Judicial Watch filed its initial FOIA request for internal communications between officials, officers, employees of the NLRB as well as communications between the NLRB and the White House, the Internal Association of Machinists and Aerospace Workers, the AFL-CIO, and the Service Employees International Union (SEIU) related to Boeing on July 14, 2010.

While the NLRB acknowledged receipt of the Judicial Watch request, the NLRB failed to comply within the statutory allotted twenty business days and has yet to indicate when it will release the documents.

Judicial Watch’s lawsuit comes as a response to the NLRB’s lawsuit against Boeing for opening a $750 million non-union assembly plant in North Charleston, S.C., to manufacture the Dreamliner plane. The NLRB’s suit claimed that Boeing’s decision to open the plant was retaliation against the International Association of Machinists and Aerospace Workers for the union’s 2008 strikes in the state of Washington.

This is not the first time the NLRB has failed to respond to such requests. In August the Board failed to fully comply with information requests from House Oversight and Government Reform Committee.

“This refusal by NLRB to abide by the law further heightens concerns that this is a rogue agency acting improperly,” committee chairman Rep. Darrell Issa wrote in a statement. “The integrity of NLRB and its leadership is clearly in question.
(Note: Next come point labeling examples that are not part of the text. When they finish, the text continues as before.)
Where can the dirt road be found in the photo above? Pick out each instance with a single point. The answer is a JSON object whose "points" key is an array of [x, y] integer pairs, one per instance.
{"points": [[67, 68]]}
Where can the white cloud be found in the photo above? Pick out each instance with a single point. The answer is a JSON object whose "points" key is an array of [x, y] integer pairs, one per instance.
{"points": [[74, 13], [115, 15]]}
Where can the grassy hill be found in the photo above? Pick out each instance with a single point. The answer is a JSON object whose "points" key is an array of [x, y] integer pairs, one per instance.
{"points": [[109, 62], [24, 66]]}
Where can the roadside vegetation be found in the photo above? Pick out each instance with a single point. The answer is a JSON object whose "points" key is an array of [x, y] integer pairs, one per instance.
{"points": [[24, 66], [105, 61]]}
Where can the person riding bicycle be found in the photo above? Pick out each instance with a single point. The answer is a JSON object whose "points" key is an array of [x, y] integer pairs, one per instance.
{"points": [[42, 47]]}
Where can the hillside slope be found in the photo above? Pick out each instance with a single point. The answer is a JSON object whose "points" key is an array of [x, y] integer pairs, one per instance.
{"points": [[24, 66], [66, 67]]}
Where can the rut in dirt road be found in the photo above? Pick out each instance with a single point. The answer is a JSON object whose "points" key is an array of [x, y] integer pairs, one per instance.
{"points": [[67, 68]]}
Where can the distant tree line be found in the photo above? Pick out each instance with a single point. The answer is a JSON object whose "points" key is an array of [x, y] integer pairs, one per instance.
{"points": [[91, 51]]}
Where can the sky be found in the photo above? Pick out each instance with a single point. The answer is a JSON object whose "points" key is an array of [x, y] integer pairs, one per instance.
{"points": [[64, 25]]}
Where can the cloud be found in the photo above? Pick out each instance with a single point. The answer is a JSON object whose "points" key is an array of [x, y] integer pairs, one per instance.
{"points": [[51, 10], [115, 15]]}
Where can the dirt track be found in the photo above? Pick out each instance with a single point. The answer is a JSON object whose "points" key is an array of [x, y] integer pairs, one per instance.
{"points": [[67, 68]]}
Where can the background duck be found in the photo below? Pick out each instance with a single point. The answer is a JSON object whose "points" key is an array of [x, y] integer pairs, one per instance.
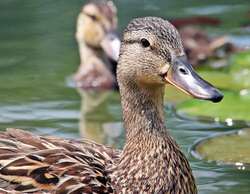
{"points": [[199, 45], [98, 46], [151, 56]]}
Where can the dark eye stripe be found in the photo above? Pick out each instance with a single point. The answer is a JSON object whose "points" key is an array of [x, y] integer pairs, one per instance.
{"points": [[93, 17], [131, 41]]}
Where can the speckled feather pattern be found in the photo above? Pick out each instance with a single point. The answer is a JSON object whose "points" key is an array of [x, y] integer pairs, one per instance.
{"points": [[151, 161]]}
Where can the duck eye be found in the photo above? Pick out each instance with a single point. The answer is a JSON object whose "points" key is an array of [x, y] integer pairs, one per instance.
{"points": [[93, 17], [145, 43]]}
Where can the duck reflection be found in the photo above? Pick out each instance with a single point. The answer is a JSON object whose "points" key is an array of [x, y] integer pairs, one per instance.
{"points": [[95, 79], [100, 116]]}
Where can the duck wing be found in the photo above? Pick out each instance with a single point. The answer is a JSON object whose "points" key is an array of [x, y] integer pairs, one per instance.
{"points": [[34, 164]]}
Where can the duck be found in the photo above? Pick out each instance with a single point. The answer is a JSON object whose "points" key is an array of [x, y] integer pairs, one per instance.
{"points": [[151, 161], [98, 44], [199, 46]]}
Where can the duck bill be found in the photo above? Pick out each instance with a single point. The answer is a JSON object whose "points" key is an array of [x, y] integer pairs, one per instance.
{"points": [[111, 45], [181, 75]]}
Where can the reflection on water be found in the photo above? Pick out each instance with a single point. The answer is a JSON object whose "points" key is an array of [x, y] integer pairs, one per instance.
{"points": [[97, 121], [38, 51]]}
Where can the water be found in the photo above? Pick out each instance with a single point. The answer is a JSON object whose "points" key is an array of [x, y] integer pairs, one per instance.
{"points": [[38, 54]]}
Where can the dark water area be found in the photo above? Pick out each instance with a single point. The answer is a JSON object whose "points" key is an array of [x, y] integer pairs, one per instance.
{"points": [[38, 55]]}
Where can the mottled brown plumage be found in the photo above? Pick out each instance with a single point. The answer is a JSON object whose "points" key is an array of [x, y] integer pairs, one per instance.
{"points": [[151, 161], [96, 24]]}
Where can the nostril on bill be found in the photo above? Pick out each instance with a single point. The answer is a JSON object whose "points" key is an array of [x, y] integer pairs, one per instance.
{"points": [[183, 71], [217, 97]]}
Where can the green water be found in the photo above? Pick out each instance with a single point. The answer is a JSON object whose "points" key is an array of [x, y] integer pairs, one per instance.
{"points": [[38, 54]]}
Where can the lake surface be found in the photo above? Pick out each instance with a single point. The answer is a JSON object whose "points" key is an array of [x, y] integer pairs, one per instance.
{"points": [[38, 55]]}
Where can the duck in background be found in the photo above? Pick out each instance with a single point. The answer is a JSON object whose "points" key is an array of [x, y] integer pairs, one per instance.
{"points": [[95, 79], [151, 56], [199, 46], [98, 46]]}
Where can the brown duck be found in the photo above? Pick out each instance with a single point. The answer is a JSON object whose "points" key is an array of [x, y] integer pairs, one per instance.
{"points": [[151, 161], [98, 46]]}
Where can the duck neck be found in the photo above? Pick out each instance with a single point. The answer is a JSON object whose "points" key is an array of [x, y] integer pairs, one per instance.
{"points": [[142, 110], [151, 160]]}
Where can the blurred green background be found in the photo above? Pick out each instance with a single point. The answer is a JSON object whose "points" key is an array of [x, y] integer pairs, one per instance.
{"points": [[38, 55]]}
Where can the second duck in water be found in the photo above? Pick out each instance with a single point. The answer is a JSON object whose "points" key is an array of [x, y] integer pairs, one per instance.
{"points": [[98, 46], [151, 162]]}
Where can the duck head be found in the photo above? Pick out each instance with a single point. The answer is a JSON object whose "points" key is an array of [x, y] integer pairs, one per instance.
{"points": [[96, 26], [152, 54]]}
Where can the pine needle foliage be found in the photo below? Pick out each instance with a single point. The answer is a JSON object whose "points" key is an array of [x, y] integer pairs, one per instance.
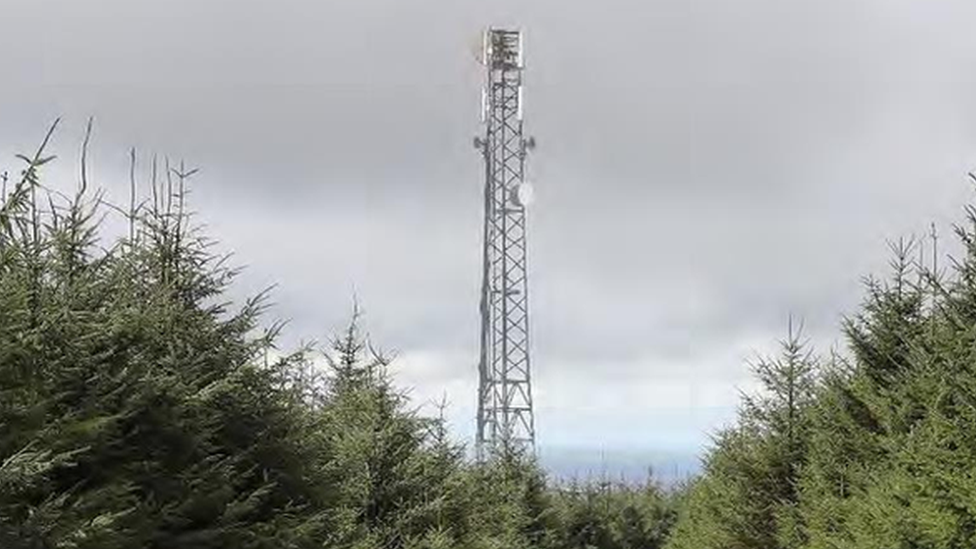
{"points": [[140, 407]]}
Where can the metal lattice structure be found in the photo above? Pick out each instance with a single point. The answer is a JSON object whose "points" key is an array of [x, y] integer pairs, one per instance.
{"points": [[505, 415]]}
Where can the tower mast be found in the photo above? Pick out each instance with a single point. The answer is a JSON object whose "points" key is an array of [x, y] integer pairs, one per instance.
{"points": [[505, 417]]}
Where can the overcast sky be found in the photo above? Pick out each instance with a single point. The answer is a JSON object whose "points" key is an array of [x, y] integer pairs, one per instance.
{"points": [[704, 169]]}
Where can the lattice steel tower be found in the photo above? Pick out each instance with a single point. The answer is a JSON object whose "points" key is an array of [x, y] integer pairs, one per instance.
{"points": [[505, 414]]}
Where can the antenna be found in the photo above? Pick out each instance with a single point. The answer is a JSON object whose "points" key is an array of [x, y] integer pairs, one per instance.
{"points": [[505, 414]]}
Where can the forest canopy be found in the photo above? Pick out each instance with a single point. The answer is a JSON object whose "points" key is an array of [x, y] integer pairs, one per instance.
{"points": [[141, 407]]}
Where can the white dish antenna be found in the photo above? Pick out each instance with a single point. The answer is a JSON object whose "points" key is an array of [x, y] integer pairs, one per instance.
{"points": [[523, 194]]}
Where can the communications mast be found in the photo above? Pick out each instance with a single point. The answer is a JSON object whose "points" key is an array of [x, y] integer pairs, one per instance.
{"points": [[505, 417]]}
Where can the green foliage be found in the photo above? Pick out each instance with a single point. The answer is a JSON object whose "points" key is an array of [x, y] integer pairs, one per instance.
{"points": [[882, 452]]}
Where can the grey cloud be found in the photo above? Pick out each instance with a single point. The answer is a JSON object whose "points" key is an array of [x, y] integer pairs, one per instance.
{"points": [[705, 168]]}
The public has a right to know the truth about why a government agency would choose to take action to benefit organized labor that threatens thousands of non-union jobs in South Carolina while setting a precedent impacting manufacturers across the country.”

Judicial Watch has thus turned to the courts to suss out the information.

“There is simply no good reason for the NLRB to keep these records secret — unless it has something to hide,” said Judicial Watch President Tom Fitton. “ Yet again we see that President Obama, through his appointees, is contemptuous of an open and accountable federal government.”